Goodbye gridlock! ‘Fifth Element’ flying cars to hit skies by 2017
The company itself has been around for five years, and past prototypes have existed, all getting ever closer to the technological requirements. This time around, at the Austin, Texas, annual South by Southwest (SXSW) conference on music, film and all things interactive, CEO Juraj Vaculik said he hopes to have a working model for “wealthy supercar buyers” in just two years, according to CBC News.
And that’s not all. Next up, the flying cars will be auto-piloting you through city traffic – which is probably a lesser stretch of the imagination than the first news, given how self-driving technology has taken off recently.
AeroMobil’s new concept is the third stab at the project, and it looks quite spectacular.
"We believe that 2017 we'll be able to launch this to market," Vaculik, Aeromobil’s co-founder, said of the flying roadster at his Sunday presentation.
The two-seater with wings will start off on the road and then be able to take off into the sky like a light sports aircraft.
The limited edition vehicle will be able to fly almost 400 miles or so and use regular car fuel. Vaculik predicts that when the technology really takes off, we’ll have “layers” of the things flying around – as in the flying cars in blockbuster films such as 'The Fifth Element' and the 'Star Wars' series. The altitude is forecast to be set to two miles.
All that’s needed to land is a grass patch of a couple of hundred feet.

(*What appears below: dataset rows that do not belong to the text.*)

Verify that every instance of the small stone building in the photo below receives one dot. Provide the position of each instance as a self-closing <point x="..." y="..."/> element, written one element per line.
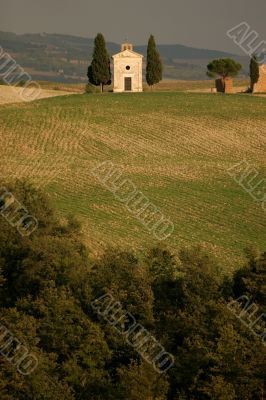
<point x="260" y="86"/>
<point x="127" y="70"/>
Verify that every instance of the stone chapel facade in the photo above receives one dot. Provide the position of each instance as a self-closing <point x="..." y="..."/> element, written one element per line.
<point x="127" y="70"/>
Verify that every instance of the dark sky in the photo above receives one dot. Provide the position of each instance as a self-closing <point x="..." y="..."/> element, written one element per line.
<point x="199" y="23"/>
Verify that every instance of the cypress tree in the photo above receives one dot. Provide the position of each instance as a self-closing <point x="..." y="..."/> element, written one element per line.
<point x="154" y="63"/>
<point x="254" y="71"/>
<point x="99" y="72"/>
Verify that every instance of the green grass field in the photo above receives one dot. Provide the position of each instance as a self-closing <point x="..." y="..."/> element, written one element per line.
<point x="176" y="148"/>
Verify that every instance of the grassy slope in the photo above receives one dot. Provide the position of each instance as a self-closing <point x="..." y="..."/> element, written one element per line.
<point x="176" y="147"/>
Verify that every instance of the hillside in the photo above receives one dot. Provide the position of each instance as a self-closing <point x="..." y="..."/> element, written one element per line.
<point x="175" y="147"/>
<point x="65" y="58"/>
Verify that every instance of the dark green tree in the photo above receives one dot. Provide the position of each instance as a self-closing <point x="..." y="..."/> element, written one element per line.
<point x="223" y="67"/>
<point x="254" y="72"/>
<point x="154" y="64"/>
<point x="99" y="72"/>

Vaculik predicts landing strips to be in close proximity to gas stations.
While the upcoming third model (a concept that debuted in October 2014) will put you in the driver’s seat, it also boasts a partial auto-pilot and even a parachute. This might seem funny to some, but you probably don’t want to get a crippling stomach ache in mid-air, so the chute will deploy and land the vehicle safely, without you having to “jump out,” Vaculik said.
The machine, while expensive, may not be unreasonable for a flying car, given that it will still cost you less than some existing supercars. Final pricing is still being worked out.

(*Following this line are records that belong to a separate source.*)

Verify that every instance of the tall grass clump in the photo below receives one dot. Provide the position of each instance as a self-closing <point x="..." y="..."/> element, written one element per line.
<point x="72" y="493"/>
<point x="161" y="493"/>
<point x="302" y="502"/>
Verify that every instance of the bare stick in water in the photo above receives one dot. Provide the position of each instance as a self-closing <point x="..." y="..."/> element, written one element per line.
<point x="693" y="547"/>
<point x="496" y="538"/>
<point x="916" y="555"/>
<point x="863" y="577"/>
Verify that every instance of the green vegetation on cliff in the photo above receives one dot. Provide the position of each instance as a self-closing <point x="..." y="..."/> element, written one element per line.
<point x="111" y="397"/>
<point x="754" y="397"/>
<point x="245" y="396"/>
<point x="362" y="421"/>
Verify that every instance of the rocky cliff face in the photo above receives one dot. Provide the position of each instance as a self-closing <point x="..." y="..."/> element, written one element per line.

When AeroMobil releases its miracle to the wider public, it expects to have developed a fully autonomous flying capability.
Until then, however, there is sad news: only qualified pilots will be able to fly this half-car, half-aircraft.
But the vision does not stop at autopilots – we’ll also be getting ride-sharing services and taxis. As Vaculik believes that “If something like a flying Uber and flying Lyft will be on the market… many users will find this a very efficient way to move.”
The technology is predicted to impact our daily lives very significantly within the next decade – getting people to hard-to-reach places, or those with no infrastructure, as just one example. Reducing traffic congestion is also practically a given, though details will be worked out on the regulations.
A lot of talk lately has focused on a need for more high-tech roads as well – something a flying car could also in theory reduce the need for.
The new model has actually been shown as a concept in the past, and is also an evolution of the model 2.5, but progress has been made in great strides on improving the technology.
Vaculik and co. already gave the world working prototypes, so we know the invention works. The first of such proper working prototypes was unveiled at the 2013 Montreal Aerotech Congress.